In an experiment, a fair cubical dice was rolled repeatedly until a six resulted, and the number of rolls was recorded. The experiment was conducted 60 times. Find the expected frequency for two rolls correct to one decimal place.
Is this question actually solvable?
i don't know, i am bad probability hmm dalvoron can help you
..at* probability
Ok. I have an answer if it helps, but I just can't see how they got it... It's 8.3
probability is always lesser than 1 or equal to 1
Yes, but frequency isn't...
oh i didn't see the question....sry
"...and the number of rolls was recorded..." I am not able to get this! :/
It just means that 60 rolls were recorded, as the second sentence says...
I guess the expected frequency is the probability of a 6 occurring second (and only second), times the number of rolls. \[P(1,2,3,4,5)*P(6)*60\]\[=\frac{5}{6}\times\frac{1}{6}*60=8.3\]

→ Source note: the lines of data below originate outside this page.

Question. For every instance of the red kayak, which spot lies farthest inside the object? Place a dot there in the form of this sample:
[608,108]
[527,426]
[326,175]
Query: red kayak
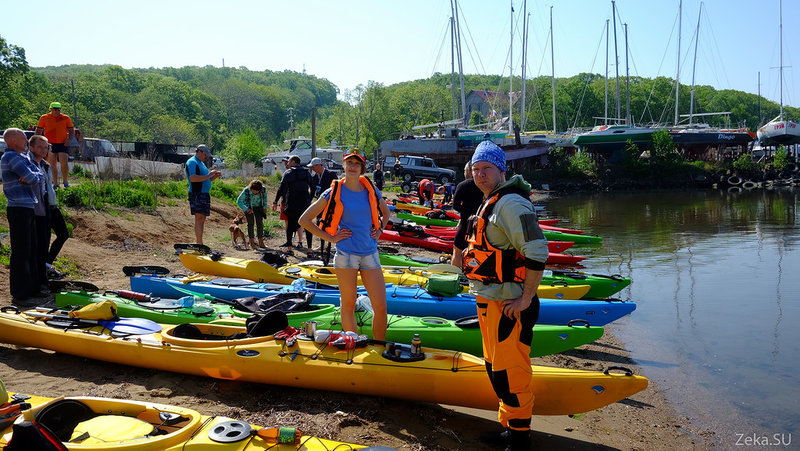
[428,242]
[559,229]
[549,221]
[449,233]
[443,245]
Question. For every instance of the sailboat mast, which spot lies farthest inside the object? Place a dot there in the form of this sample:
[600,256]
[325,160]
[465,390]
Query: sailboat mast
[694,64]
[780,31]
[616,54]
[453,64]
[454,6]
[627,81]
[553,67]
[525,24]
[511,75]
[678,73]
[605,111]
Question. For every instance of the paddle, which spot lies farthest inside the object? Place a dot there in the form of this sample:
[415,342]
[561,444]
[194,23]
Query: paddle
[203,295]
[199,248]
[131,271]
[71,285]
[445,268]
[122,326]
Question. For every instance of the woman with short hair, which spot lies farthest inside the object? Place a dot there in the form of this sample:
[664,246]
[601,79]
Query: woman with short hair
[353,216]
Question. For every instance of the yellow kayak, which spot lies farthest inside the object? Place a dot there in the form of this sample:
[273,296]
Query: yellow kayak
[239,268]
[413,208]
[89,423]
[423,374]
[419,276]
[327,275]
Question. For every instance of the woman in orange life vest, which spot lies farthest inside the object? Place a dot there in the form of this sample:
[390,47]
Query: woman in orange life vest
[354,215]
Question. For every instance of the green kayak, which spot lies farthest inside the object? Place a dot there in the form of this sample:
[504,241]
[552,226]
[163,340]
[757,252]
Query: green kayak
[464,334]
[173,311]
[578,239]
[602,286]
[424,220]
[461,335]
[389,259]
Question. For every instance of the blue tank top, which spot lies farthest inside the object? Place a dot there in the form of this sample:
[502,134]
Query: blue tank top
[356,217]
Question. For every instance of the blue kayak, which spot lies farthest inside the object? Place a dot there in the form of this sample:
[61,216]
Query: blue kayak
[400,300]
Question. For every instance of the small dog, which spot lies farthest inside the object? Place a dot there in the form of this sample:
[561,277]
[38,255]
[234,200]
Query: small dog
[236,232]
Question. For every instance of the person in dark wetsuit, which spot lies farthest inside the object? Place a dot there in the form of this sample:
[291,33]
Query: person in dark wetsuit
[296,189]
[466,201]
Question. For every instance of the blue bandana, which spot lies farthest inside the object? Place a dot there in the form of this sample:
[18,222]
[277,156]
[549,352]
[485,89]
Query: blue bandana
[489,151]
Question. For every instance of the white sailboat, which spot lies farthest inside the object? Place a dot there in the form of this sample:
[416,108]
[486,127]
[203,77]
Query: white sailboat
[779,131]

This makes a lot of sense... I thought something like that... the first roll was 1/6 and I didn't know that you could use a tree diagram to solve this... and then times it by number of times rolled... Yes it makes sense :) Thanks
That probability comes from the situation where the first roll gets a not-6 (i.e. 1, 2, 3, 4, or 5), and the second roll gets a 6.
wow Dalvoron
Hugs for Ishaan!
awesome Dalvoron!!
Thanks for solving :) the question was phrased in a strange way.
thanks so much, this has helped me with my assignment.